Tribunal Administratif de Paris — Décision N° TA75-2308934

vendredi 5 mai 2023

JuridictionTribunal Administratif de Paris
SectionTribunal Administratif de Paris
N° DossierTA75-2308934
TypeDécision
RecoursExcès de pouvoir
PublicationC
Avocat requérantDE SEZE

Texte intégral

Vu la procédure suivante :

Par une requête et un mémoire, enregistrés le 20 avril et le 27 avril 2023,

M. C B, représenté par Me de Seze, demande au juge des référés :

1°) de l'admettre au bénéfice de l'aide juridictionnelle provisoire ;

2°) de suspendre, sur le fondement de l'article L. 521-1 du code de justice administrative, l'exécution de la décision du 13 avril 2023 par laquelle l'Office français de l'immigration et de l'intégration (OFII) a refusé de rétablir ses conditions matérielles d'accueil ;

3°) d'enjoindre au directeur de l'OFII de rétablir ses conditions matérielles d'accueil, dans un délai de 15 jours à compter de l'ordonnance à intervenir, sous astreinte de 50 euros par jour de retard ;

4°) de mettre à la charge de l'OFII le versement de la somme de 1 500 euros

Me de Seze sur le fondement des articles L. 761-1 du code de justice administrative et 37 de la loi du 10 juillet 1991.

Il soutient que :

En ce qui concerne l'urgence :

- l'urgence à suspendre la décision contestée est caractérisée dès lors qu'il ne dispose d'aucune ressource et se trouve dépourvu de toute possibilité de pourvoir à ses besoins essentiels ;

- il ne s'est pas placé lui-même dans cette situation d'urgence dès lors qu'il n'a pas manqué à ses obligations de demandeur d'asile ;

- il a sollicité le rétablissement de ses conditions matérielles d'accueil dès la requalification de sa demande d'asile en procédure normale ;

- il présente une vulnérabilité particulière, qui n'a pas été prise en compte par l'OFII ;

- sa situation a récemment été considérée, par le tribunal administratif de Paris, comme justifiant l'intervention du juge des référés ;

En ce qui concerne le doute sérieux quant à la légalité de la décision contestée :

- cette décision est insuffisamment motivée ;

- elle est entachée d'une irrégularité tirée du défaut d'examen de sa situation particulière ;

- la procédure est entachée d'une irrégularité tirée de l'absence de formation spécifique de l'agent ayant mené l'entretien de vulnérabilité ;

- le contenu du questionnaire d'évaluation de la vulnérabilité, fixé par un arrêté du

23 octobre 2015, est illégal, ce qui entraîne l'illégalité par voie d'exception de la décision contestée ;

- la décision est entachée d'une erreur de fait, une erreur de droit et une erreur manifeste d'appréciation dès lors que M. B ne s'est pas soustrait à ses obligations et n'a pas tenté de se dérober à l'exécution de la mesure de transfert dont il faisait l'objet ;

- la décision est entachée d'une erreur manifeste d'appréciation dans la modulation du degré de refus de rétablissement de ses conditions matérielles d'accueil.
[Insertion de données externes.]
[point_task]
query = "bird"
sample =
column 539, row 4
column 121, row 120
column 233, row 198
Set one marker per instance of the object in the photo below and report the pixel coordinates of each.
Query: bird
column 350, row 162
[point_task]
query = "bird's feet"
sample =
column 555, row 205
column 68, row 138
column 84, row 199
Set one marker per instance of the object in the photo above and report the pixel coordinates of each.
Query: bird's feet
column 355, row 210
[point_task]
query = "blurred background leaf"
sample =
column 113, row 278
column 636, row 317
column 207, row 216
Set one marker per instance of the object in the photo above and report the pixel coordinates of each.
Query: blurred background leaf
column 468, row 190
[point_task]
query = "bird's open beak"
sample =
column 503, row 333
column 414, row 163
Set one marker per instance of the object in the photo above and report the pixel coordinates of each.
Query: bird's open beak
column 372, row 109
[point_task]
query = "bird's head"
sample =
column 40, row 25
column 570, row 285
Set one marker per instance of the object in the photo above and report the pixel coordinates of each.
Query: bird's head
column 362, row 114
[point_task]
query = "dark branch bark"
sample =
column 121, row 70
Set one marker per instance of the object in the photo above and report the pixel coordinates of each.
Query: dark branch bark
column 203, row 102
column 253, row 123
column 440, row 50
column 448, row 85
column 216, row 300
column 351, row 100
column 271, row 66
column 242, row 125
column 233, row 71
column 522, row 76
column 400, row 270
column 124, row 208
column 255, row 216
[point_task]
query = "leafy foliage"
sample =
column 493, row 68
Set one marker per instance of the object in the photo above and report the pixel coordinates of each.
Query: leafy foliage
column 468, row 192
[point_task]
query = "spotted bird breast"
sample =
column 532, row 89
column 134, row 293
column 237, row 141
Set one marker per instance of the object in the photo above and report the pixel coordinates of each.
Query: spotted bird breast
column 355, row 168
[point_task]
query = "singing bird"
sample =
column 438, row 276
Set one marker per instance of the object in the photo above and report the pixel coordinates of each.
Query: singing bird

Par un mémoire en défense enregistré le 24 avril 2023, l'OFII conclut au rejet de la requête au motif que les conditions d'urgence et de doute sérieux quant à la légalité de la décision ne sont pas remplies.

Vu :

- les autres pièces du dossier ;

- la requête, enregistrée le 20 avril 2023 sous le n° 2308935, par laquelle le requérant demande l'annulation de la décision attaquée.

Vu :

- le code de l'entrée et du séjour des étrangers et du droit d'asile,

- la loi du n° 91-647 du 10 juillet 1991,

- le code de justice administrative.

Le président du tribunal a désigné M. Gros, vice-président de section, pour statuer sur les demandes de référé.

Les parties ont été régulièrement averties du jour de l'audience.

Au cours de l'audience publique tenue le 27 avril 2023 en présence de

Mme Toubi greffière d'audience, a été entendu le rapport de M. A. Les parties n'étaient ni présentes ni représentées.

La clôture de l'instruction a été prononcée à l'issue de l'audience.

Considérant ce qui suit :

1. M. C B, ressortissant afghan, né le 1er janvier 1995 à Lôgar, a présenté une demande d'asile enregistrée au guichet unique le 12 mars 2021 et placée en procédure Dublin. Le même jour, il a accepté l'offre de prise en charge de l'OFII après avoir été évalué et a bénéficié des conditions matérielles d'accueil. Le 28 octobre 2021, il a été déclaré en fuite. Par courrier du 6 décembre 2021, l'OFII lui a informé de son intention de cessation de ses conditions matérielles d'accueil, confirmée par une décision du 3 février 2022. Le

9 janvier 2023, il a sollicité le rétablissement de ses conditions matérielles d'accueil. Le

4 avril 2023, l'OFII a réévalué sa situation après que le tribunal lui a enjoint à le faire dans un délai de quinze jours, par une ordonnance du 30 mars 2023. Par une décision du 13 avril 2023, l'OFII a refusé de lui rétablir le bénéfice des conditions matérielles d'accueil. M. B demande au juge des référés, statuant sur le fondement des dispositions de l'article L. 521-1 du code de justice administrative, de suspendre l'exécution de la décision du 13 avril 2023 par laquelle l'OFII a refusé de rétablir ses conditions matérielles d'accueil.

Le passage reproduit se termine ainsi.